The use of pesticides in tunnels presents regulatory issues. Outdoors, pesticide residues break down after application by exposure to ultraviolet radiation and rainfall. Inside tunnels, plastic coverings reduce U/V and rain, and as a result, pesticides break down differently. Within New England, each state’s pesticide regulatory agencies may have different interpretations of whether high tunnels are considered open fields or greenhouses. Because pesticides may behave differently in an enclosed environment than in a field where they are exposed to the elements, it is safest to consider a high tunnel a greenhouse from the perspective of pesticide labels.

Regarding the use of pesticides in greenhouses, pesticide labels fall into three categories:

  •     The label can specifically state that the product may be used in greenhouses. The label may have different guidelines for greenhouse and outdoor use, or they may be the same. Regardless, the label is the law.
  •     The label can specifically state that the product may not be used in greenhouses.
  •     The label may not mention greenhouse use at all.

The Environmental Protection Agency’s current position on greenhouse application is that, in accordance with FIFRA section 2(ee), a label does not have to specify greenhouse as a site, provided the crop is on the label, in order to use the product in a greenhouse.

If the label has multiple sections, and one of those sections is for greenhouse application, then the label must be followed explicitly for greenhouses with no exceptions. For example, the greenhouse section of a label may state that this pesticide can be used at a particular rate for tomatoes and no other "crops" besides tomatoes can be sprayed in the greenhouse with that product, even though the outdoor section of the label might state a rate for those other crops. The rate for outdoor applications on those crops is for outdoor use ONLY and CANNOT be used for those crops in the greenhouse, since those crops were not included in the greenhouse section of the label.

Growers should be aware that using a pesticide inside a greenhouse where the label does not mention greenhouse use do so with the possibility of increased risks to workers or plants.

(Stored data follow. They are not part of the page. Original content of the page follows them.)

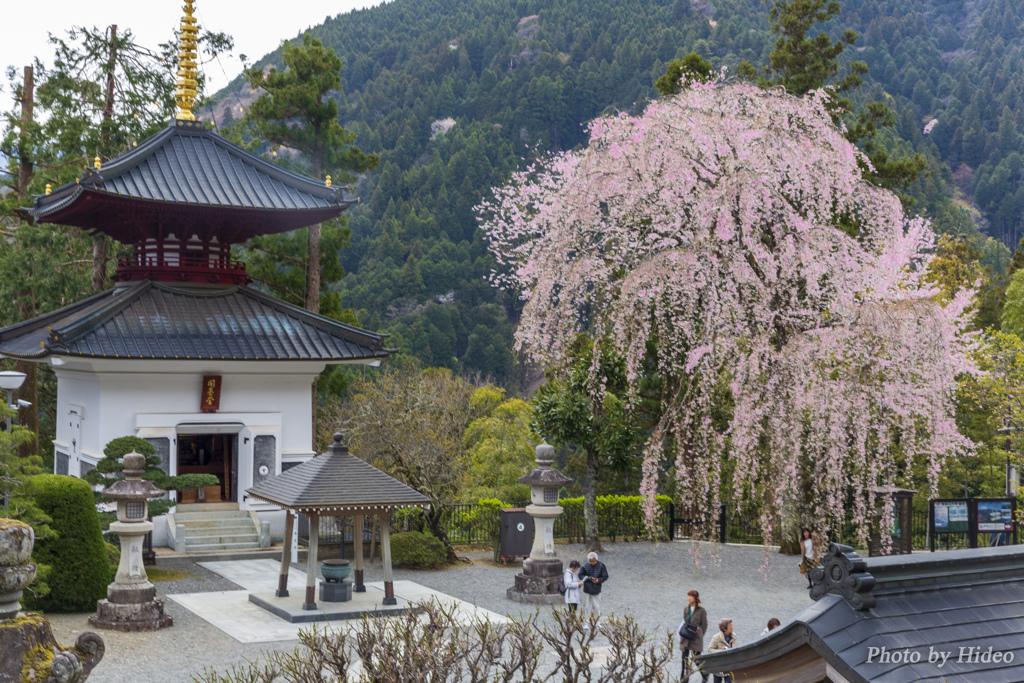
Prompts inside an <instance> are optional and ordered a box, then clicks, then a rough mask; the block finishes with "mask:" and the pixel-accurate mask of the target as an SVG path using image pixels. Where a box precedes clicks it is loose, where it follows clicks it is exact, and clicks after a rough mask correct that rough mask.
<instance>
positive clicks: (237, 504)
mask: <svg viewBox="0 0 1024 683" xmlns="http://www.w3.org/2000/svg"><path fill="white" fill-rule="evenodd" d="M175 507H176V508H177V512H227V511H230V510H238V509H239V504H238V503H178V504H177V505H176V506H175Z"/></svg>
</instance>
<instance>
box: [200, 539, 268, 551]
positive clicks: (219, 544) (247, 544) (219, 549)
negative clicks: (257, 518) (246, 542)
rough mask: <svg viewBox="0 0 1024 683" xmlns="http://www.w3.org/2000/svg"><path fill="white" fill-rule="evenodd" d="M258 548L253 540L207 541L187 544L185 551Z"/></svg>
mask: <svg viewBox="0 0 1024 683" xmlns="http://www.w3.org/2000/svg"><path fill="white" fill-rule="evenodd" d="M258 548H259V542H258V541H253V542H249V543H209V544H197V545H193V544H190V543H189V544H187V545H186V552H189V553H203V552H211V551H224V550H256V549H258Z"/></svg>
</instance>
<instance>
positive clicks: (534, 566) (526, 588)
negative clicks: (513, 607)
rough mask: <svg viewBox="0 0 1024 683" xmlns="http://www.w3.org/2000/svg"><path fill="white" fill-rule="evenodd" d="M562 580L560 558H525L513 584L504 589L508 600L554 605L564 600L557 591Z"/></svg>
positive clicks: (516, 601) (515, 578)
mask: <svg viewBox="0 0 1024 683" xmlns="http://www.w3.org/2000/svg"><path fill="white" fill-rule="evenodd" d="M561 580H562V561H561V560H535V559H526V560H525V561H523V563H522V571H521V572H520V573H517V574H516V577H515V586H513V587H512V588H510V589H508V591H506V596H508V599H509V600H514V601H516V602H529V603H532V604H537V605H554V604H558V603H560V602H564V601H565V596H563V595H561V594H560V593H559V592H558V584H559V582H561Z"/></svg>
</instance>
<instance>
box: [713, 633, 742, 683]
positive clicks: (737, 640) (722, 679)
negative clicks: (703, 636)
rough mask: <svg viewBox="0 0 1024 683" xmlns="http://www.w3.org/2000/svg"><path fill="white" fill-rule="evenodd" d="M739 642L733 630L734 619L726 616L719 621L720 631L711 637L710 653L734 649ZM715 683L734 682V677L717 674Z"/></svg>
mask: <svg viewBox="0 0 1024 683" xmlns="http://www.w3.org/2000/svg"><path fill="white" fill-rule="evenodd" d="M737 642H738V640H737V639H736V634H734V633H733V632H732V620H731V618H724V620H722V621H721V622H719V623H718V633H716V634H715V637H714V638H712V639H711V645H709V646H708V653H709V654H710V653H712V652H721V651H722V650H728V649H732V648H733V647H735V646H736V644H737ZM715 683H732V677H731V676H729V675H728V674H724V675H722V676H719V675H718V674H715Z"/></svg>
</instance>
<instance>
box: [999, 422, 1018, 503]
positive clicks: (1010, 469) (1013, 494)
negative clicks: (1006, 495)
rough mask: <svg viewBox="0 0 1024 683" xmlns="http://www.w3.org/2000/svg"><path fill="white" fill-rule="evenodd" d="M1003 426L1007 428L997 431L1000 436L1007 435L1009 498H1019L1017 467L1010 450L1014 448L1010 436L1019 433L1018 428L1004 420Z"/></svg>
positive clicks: (1007, 483)
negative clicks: (999, 434) (1017, 429)
mask: <svg viewBox="0 0 1024 683" xmlns="http://www.w3.org/2000/svg"><path fill="white" fill-rule="evenodd" d="M1002 424H1005V425H1007V426H1006V427H1000V428H999V429H997V430H996V431H997V432H998V433H1000V434H1006V435H1007V442H1006V451H1007V498H1017V466H1016V465H1015V464H1014V463H1013V461H1012V460H1011V459H1010V450H1011V447H1013V441H1012V440H1011V438H1010V434H1012V433H1014V432H1016V431H1018V430H1017V427H1011V426H1010V420H1004V421H1002Z"/></svg>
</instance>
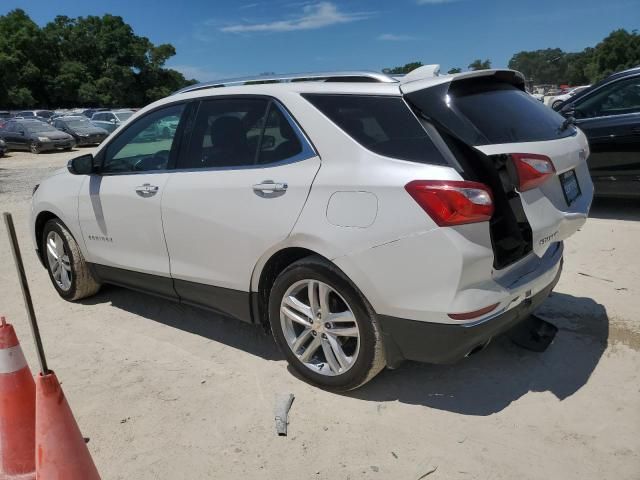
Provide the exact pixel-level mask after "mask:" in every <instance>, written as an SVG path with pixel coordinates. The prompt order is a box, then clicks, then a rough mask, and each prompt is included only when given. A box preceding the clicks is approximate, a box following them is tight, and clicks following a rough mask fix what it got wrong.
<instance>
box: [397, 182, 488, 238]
mask: <svg viewBox="0 0 640 480" xmlns="http://www.w3.org/2000/svg"><path fill="white" fill-rule="evenodd" d="M404 188H405V190H406V191H407V192H408V193H409V195H411V196H412V197H413V199H414V200H415V201H416V202H418V205H420V206H421V207H422V209H423V210H424V211H425V212H427V213H428V214H429V216H430V217H431V218H432V219H433V221H434V222H436V223H437V224H438V225H439V226H441V227H449V226H452V225H462V224H464V223H475V222H484V221H486V220H489V219H490V218H491V215H493V199H492V196H491V190H490V189H489V187H487V186H486V185H484V184H482V183H477V182H466V181H454V180H414V181H413V182H409V183H407V185H405V187H404Z"/></svg>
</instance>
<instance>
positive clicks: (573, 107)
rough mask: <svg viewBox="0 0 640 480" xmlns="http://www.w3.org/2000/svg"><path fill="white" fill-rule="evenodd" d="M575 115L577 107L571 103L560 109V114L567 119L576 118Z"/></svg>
mask: <svg viewBox="0 0 640 480" xmlns="http://www.w3.org/2000/svg"><path fill="white" fill-rule="evenodd" d="M575 113H576V107H575V105H573V104H572V103H569V104H567V105H565V106H563V107H562V108H561V109H560V114H561V115H562V116H563V117H565V118H568V117H575Z"/></svg>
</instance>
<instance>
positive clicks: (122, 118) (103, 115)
mask: <svg viewBox="0 0 640 480" xmlns="http://www.w3.org/2000/svg"><path fill="white" fill-rule="evenodd" d="M131 115H133V112H132V111H131V110H112V111H109V112H98V113H94V114H93V115H92V116H91V122H93V124H94V125H95V126H96V127H100V128H104V129H105V130H106V131H107V132H109V133H111V132H113V131H114V130H115V129H116V128H118V127H119V126H120V125H121V124H123V123H124V122H126V121H127V120H129V117H131Z"/></svg>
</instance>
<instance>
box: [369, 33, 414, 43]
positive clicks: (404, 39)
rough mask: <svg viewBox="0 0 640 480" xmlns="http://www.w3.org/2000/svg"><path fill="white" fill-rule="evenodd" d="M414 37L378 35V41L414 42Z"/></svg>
mask: <svg viewBox="0 0 640 480" xmlns="http://www.w3.org/2000/svg"><path fill="white" fill-rule="evenodd" d="M415 38H416V37H413V36H411V35H396V34H395V33H383V34H381V35H378V40H383V41H385V42H404V41H407V40H415Z"/></svg>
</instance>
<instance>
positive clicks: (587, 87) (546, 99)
mask: <svg viewBox="0 0 640 480" xmlns="http://www.w3.org/2000/svg"><path fill="white" fill-rule="evenodd" d="M590 86H591V85H581V86H579V87H575V88H572V89H571V90H569V91H568V92H567V93H563V94H562V95H556V96H549V97H545V105H547V106H548V107H551V108H553V109H554V110H557V109H558V107H559V106H560V104H561V103H562V102H565V101H567V100H569V99H570V98H571V97H573V96H574V95H575V94H576V93H578V92H581V91H582V90H586V89H587V88H589V87H590Z"/></svg>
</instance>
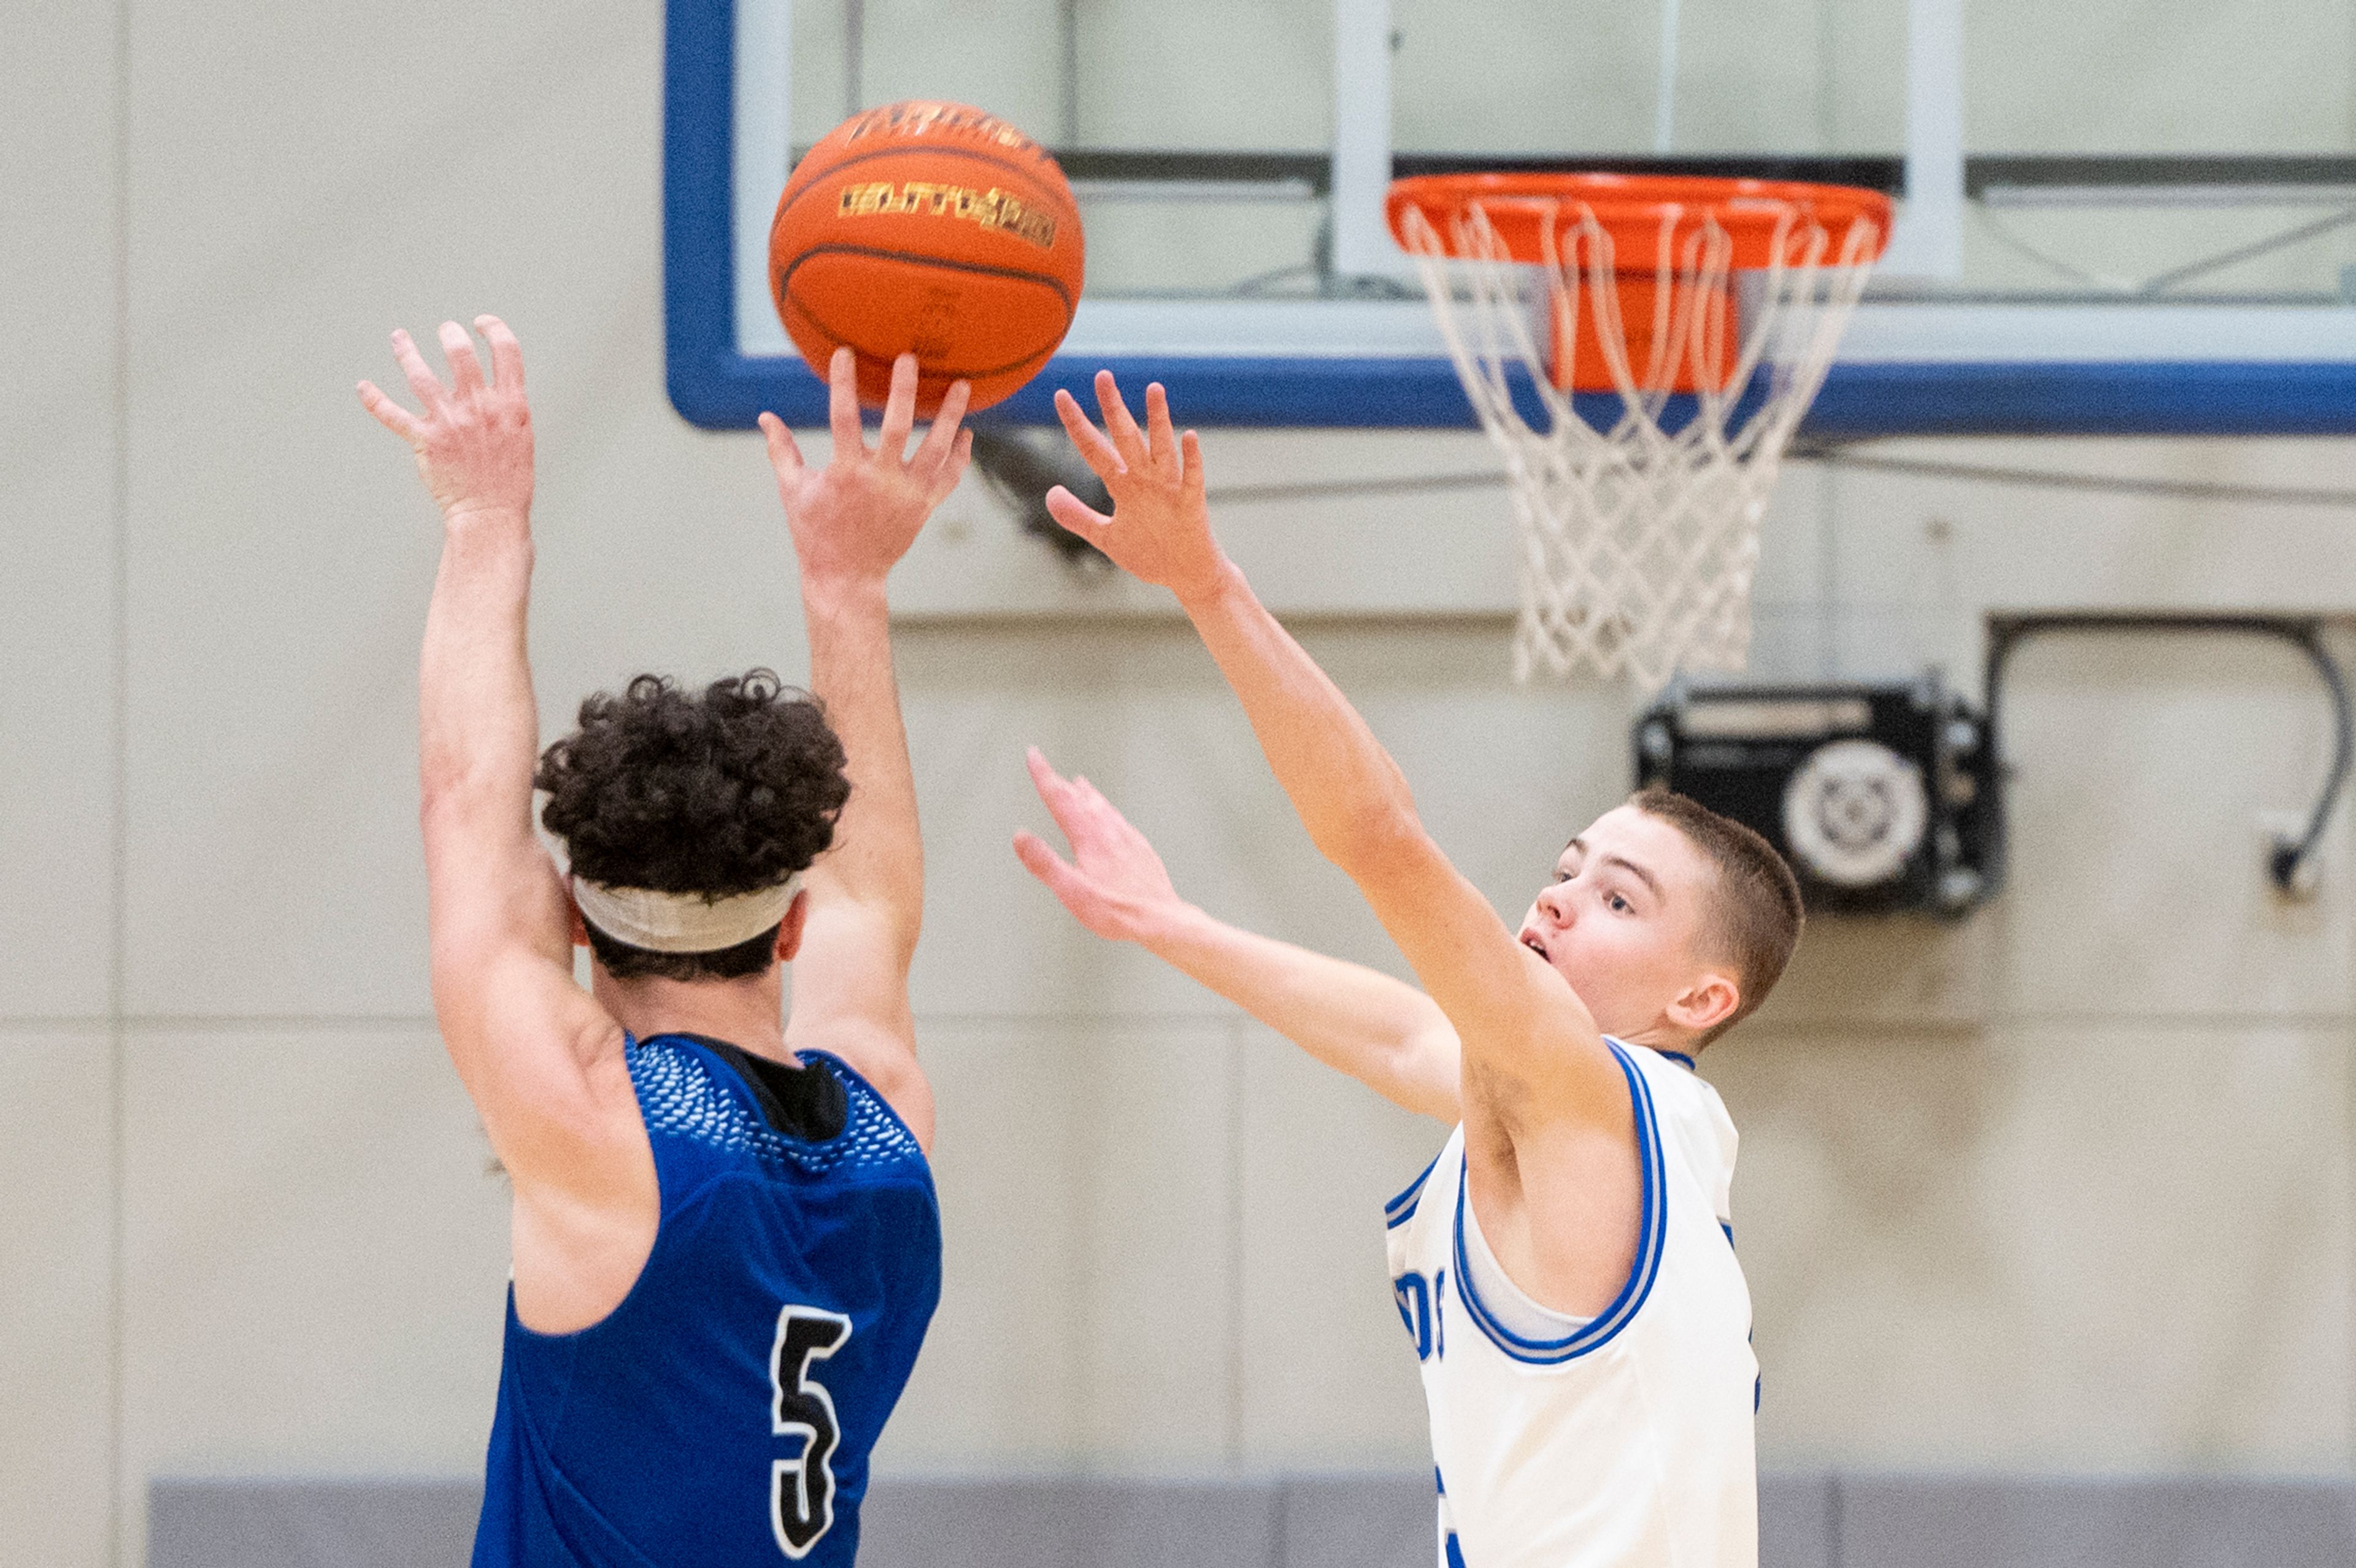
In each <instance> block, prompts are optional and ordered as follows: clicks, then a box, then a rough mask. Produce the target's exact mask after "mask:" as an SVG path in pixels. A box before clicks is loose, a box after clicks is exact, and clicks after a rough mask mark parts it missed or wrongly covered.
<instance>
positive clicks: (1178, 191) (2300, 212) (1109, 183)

Also, growers should be aware when using a fumigant or smoke generator for an entire greenhouse, that every crop in the greenhouse must be listed on the product label. As a result we advise against applying a product in high tunnels unless the label specifically allows its use.

Other structures for season extension. Most growers in temperate climates are now using or experimenting with some form of "tunnel" on the field.  Common examples include row covers over wire hoops, low tunnels or "caterpillars" made of bent metal or PVC pipes, or high tunnels, discussed above. Some use semi-permanent construction and others are modular and movable. The low tunnels and caterpillar hoops may be anchored directly in the ground with rebar or small diameter metal pipe, or may be attached to wooden side rails or skids in contact with the ground. Covers made of spun bonded material or clear plastic may be anchored to the ground with stakes along the sides and on the ends. Covers typically can be lifted from the sides for ventilation. Ropes are sometimes strung from hoop to hoop under the cover to support snow load during winter production. These structures often span two or three beds.